Davanın sonunda, mahkeme borçlunun yaptığı işlemi iptal eder ve malvarlığının geri alınmasını sağlar. Bu durumda, borçlunun malvarlığı yeniden alacaklıların eline geçebilir. Ancak, tasarrufun iptalinin gerçekleşmesi yalnızca belirli durumlarda mümkündür.
Tasarrufun İptali Davasının Türleri
Tasarrufun iptali davaları, iki ana türde incelenebilir:
- Haciz Durumunda İptal Davası: Borçlunun malvarlığı, haciz işlemi ile alacaklı tarafından takibe alınmışsa ve borçlu bu süreçte zarar verici tasarruflarda bulunmuşsa, alacaklı tasarrufun iptali davası açabilir.

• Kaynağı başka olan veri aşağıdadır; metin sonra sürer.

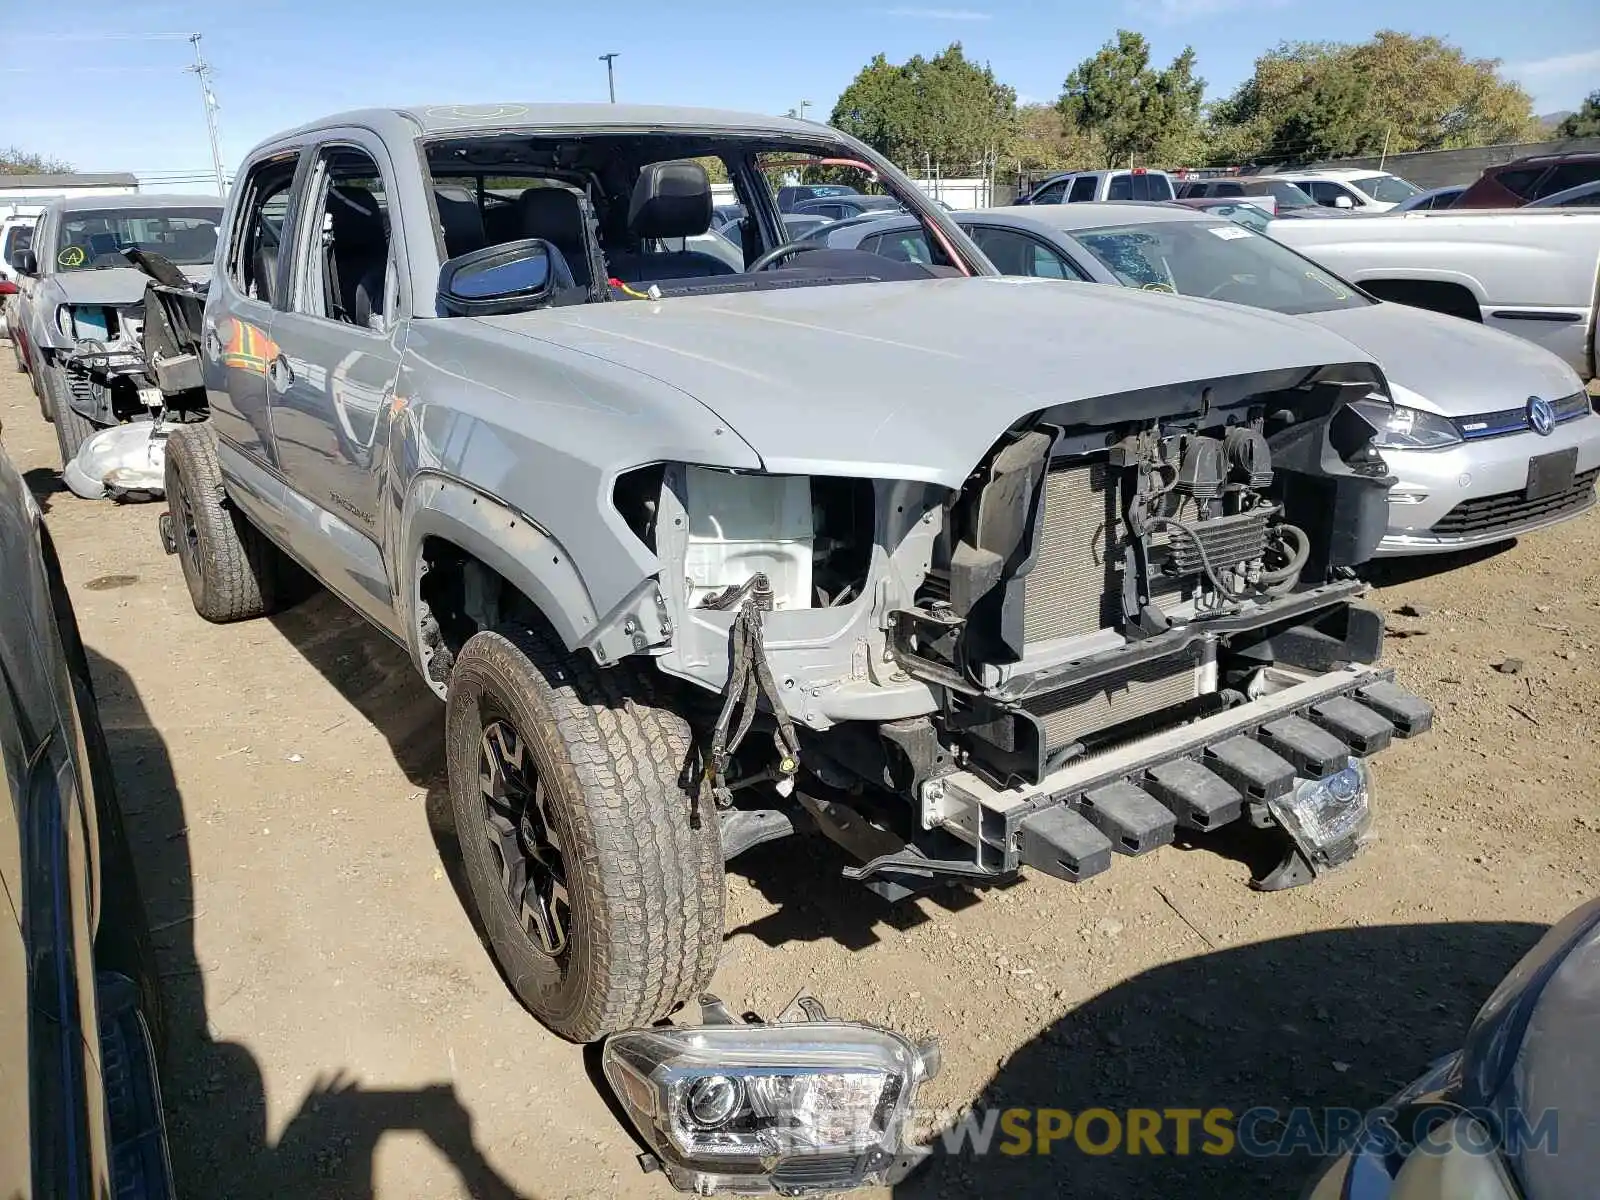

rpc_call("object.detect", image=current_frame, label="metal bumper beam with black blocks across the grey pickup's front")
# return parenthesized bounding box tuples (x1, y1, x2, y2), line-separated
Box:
(922, 666, 1434, 883)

- İflas Durumunda İptal Davası: Eğer borçlu iflas etmişse, alacaklılar tasarrufun iptali davası açarak borçlunun iflasından önceki malvarlığına dair yapılan işlemleri iptal etmeye çalışabilir.
Sonuç
Tasarrufun iptali davaları, alacaklıların haklarını koruma amacına yönelik önemli bir hukuki araçtır. Borçlunun mal kaçırma amacıyla yaptığı işlemlerin iptal edilmesi, alacaklıların alacaklarını tahsil edebilmesi için kritik bir mekanizma sunar. Bu davalar, hukuk sisteminde borçlunun kötü niyetli işlemlerine karşı alacaklıların korunmasını sağlar ve borçlunun haksız kazanç elde etmesini engeller.